|Common Questions About Radiation
After being x-rayed for a diagnostic examination, how much radiation stays in my body?
No x-rays remain in your body. The x-rays are gone as soon as the x-ray machine shuts off in the same way that the light from a light bulb vanishes when the switch is turned off. X-rays must not be confused with radioactivity, where the radiation slowly decreased with time.
What are the main sources of radiation to which the public is exposed?

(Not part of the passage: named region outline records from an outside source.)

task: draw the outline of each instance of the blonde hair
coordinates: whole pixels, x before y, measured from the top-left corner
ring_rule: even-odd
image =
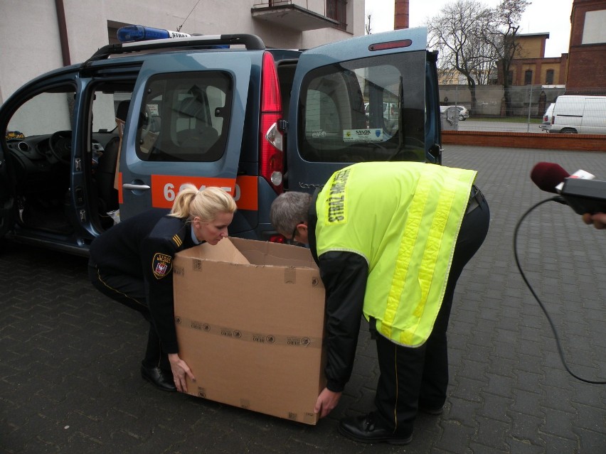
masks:
[[[198,190],[188,183],[181,187],[170,215],[189,220],[198,216],[203,222],[211,222],[219,213],[233,213],[236,208],[233,198],[220,188],[210,186]]]

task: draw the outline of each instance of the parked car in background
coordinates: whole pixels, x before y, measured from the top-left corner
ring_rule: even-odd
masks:
[[[459,121],[464,121],[468,118],[469,118],[469,111],[467,110],[467,107],[464,107],[463,106],[440,106],[440,112],[443,114],[446,112],[446,109],[449,107],[457,107],[459,109]]]
[[[549,104],[543,116],[543,123],[538,125],[538,127],[545,132],[549,132],[549,129],[551,127],[551,118],[553,117],[553,107],[555,105],[555,102]]]

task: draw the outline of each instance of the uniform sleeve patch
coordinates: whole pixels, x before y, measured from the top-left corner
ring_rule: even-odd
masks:
[[[173,258],[166,254],[156,252],[154,255],[152,269],[156,279],[161,279],[171,272],[173,266],[172,260]]]

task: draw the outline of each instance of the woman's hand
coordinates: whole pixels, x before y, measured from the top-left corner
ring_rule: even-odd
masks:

We assume in our answer that the question refers to ionizing radiation and thus excludes radio waves and light. The largest source for the average person is background radiation which accounts for approximately 43% of the exposure of the average person in the U.S.A. Background radiation consists of cosmic rays that reach us from the sun and outer space, radiation from radioactive materials which are always present naturally in the earth and buildings around us and radiation from radioactive materials naturally present in the body, particularly from a radioactive form of potassium, which is present in all potassium. Close behind is the radiation from diagnostic x-ray examinations, which accounts for about 40% of the radiation to which the average person is exposed. Another 7% is contributed by medical procedures involving the use of radioactive materials to diagnose illness such as heart disease and cancer. All other sources of radiation, such as radioactivity in consumer products, radioactive fall-out from past nuclear explosions, nuclear power, and occupational exposure, contribute only 10% to the exposure of an average person.
Is there only one kind of radiation which exposes the public?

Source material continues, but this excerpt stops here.